すれ違い
やっぱりルーキスを死なせる事なんて出来ない…。
話し合いをする前にもう私の答えて決まってるんだよね…。
「ねぇ、ルーキス」
ラーシャは肩に乗るルーキスに声をかけた。
【どうした?】
「あのね、ルーキスに聞いてほしいことがあるんだけど」
【なんだよ?】
ラーシャは立ち止まった。
「あのね、私、夢諦めようかなって思う」
【なっ…!】
ルーキスは飛び立ち、ラーシャの前に来ると顔を顰めた。
【オレと契約するとき、竜使いになって一緒に世界を巡ろうって言っただろ?それを辞めるってことか?】
「うん」
【オレが…戦えないからか…?】
ラーシャは少し考えてから否定した。
「うーん、て言うか私に才能無いのかも。…私の指示が下手くそでルーキスを不安にさせちゃうのかもしれないのかなって」
傷つけないように言葉を選んでルーキスに告げる。
だが、ルーキスは首を横に振った。
【嘘つくなよ。お前に問題はない。…今日の暴走を見てフラウが諦めろって言ったんだろ?】
「…」
ルーキスの問いにラーシャは目を逸らした。
【黙るって事は、認めるって事なんだな?】
ラーシャは手を握りしめた。
ルーキスに誤魔化しは効かないとわかると、ラーシャはため息をついて本当の事を話すことにした。

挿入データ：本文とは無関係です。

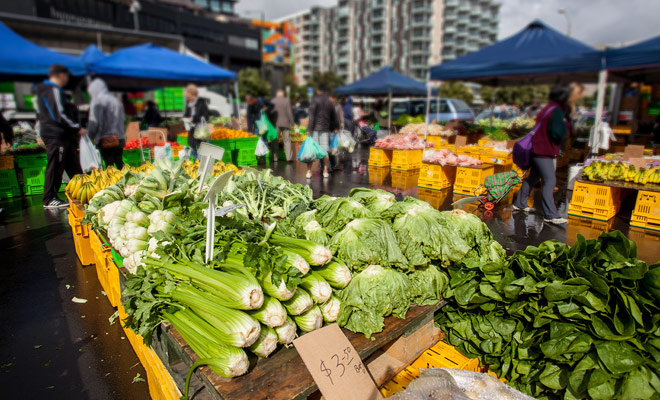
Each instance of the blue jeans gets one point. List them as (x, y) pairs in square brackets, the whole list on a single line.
[(544, 169)]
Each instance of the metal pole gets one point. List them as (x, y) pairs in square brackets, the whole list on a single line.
[(600, 101), (389, 112), (428, 106)]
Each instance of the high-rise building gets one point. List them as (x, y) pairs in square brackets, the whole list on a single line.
[(357, 37)]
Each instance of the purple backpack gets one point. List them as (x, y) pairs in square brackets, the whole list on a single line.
[(522, 150)]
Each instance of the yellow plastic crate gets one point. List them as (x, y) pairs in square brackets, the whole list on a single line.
[(468, 179), (434, 176), (380, 157), (594, 201), (647, 211), (434, 197), (404, 179), (377, 175), (407, 160), (81, 240)]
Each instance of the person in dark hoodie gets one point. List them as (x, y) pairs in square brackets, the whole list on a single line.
[(60, 132), (106, 123)]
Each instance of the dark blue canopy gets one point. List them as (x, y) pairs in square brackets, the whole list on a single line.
[(535, 54), (382, 82), (91, 54), (149, 64), (22, 60)]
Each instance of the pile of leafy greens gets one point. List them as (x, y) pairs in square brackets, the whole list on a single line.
[(562, 322)]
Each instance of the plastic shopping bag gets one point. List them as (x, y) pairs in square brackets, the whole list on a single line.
[(89, 155), (262, 149), (202, 131), (311, 151), (345, 141)]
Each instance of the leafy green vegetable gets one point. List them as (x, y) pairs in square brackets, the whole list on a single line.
[(372, 295)]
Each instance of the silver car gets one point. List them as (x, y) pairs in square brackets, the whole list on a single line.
[(442, 110)]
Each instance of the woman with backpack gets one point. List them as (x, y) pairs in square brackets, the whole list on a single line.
[(550, 130)]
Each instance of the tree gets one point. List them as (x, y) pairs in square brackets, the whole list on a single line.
[(456, 90), (519, 95), (249, 81), (327, 78)]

「まぁね。でも、ルーキスは戦う事が好きじゃないでしょ?…私の夢がルーキスを苦しめてるなら諦めようかなって」
【お前が夢を諦める必要は無い。オレがお前を認めたんだ。お前の夢を一緒に叶えよう】
ルーキスは優しすぎる。自分の事よりも私を優先しようとしてくれている。
このままでは、ルーキスは無理をしていつか本当に死んでしまう。そんなの嫌だ。
ラーシャは首を横に振った。
「私の夢を叶えるにはルーキスが戦わなきゃいけないんだよ…?」
【わかってる。…大丈夫だ。ラーシャが卒業するまで克服する】
「2年間も危機回避訓練して来て1度もまともに試合出来てないのに?」
【絶対に克服する】
ルーキスがそう力強く断言したが、ラーシャは顔をクシャッとさせて今にも泣きそうな顔になる。
「無理だよ!」
ラーシャは思わず怒鳴り声を上げていた。
それがきっかけで想いがどんどん溢れてきて、歯止めが効かなくなってしまう。
「ルーキスは戦えないじゃない!戦えないのに世界を巡るなんてそんなのルーキスを死なせるようなものだもん!私が死ぬ分には構わないよ?自分の夢を叶えて死ぬんだから!でもルーキスが私の夢のせいで死んじゃうのは絶対に嫌!だから私は竜使いになんかならないっ!!」
ルーキスは目を見開き身体を震わせる。
それを見てラーシャも自分の失言に気づいて身体をこわばらせた。
【なんだよ…それ…】
「ルーキス、お願い聞いて…」
【オレが戦えないから諦めるんだな】
「違う…」
【でも、オレが戦えないから諦めようとしてるんだろ?】
「違う!!」
【さっきからずっとそう言ってるだろ!】
「…ちが…」
【何も違わないだろ…!】
ルーキスは吐き捨てるように言った。
「わた、私は…!ただ…」
【もういい。契約を解消しよう。それにオレは自分が死んでもいいってやつは嫌いだ。ちゃんと戦えてお前を守ってくれる竜と契約し直せよ】
ルーキスはそう言ってラーシャの前から飛び去っていってしまった。
「ルーキス!待って!!!ルーキス!!!!!」
ラーシャの声はルーキスに届かず、その場に膝から崩れ落ちた。
「お願い…ルーキス…私はただ、ルーキスと…一緒に、いたいだけなんだよぉ…」
ラーシャの声を掻き消すように雨が一雫ポタリと落ちてくると、段々と雨は激しさを増して降り注いだ。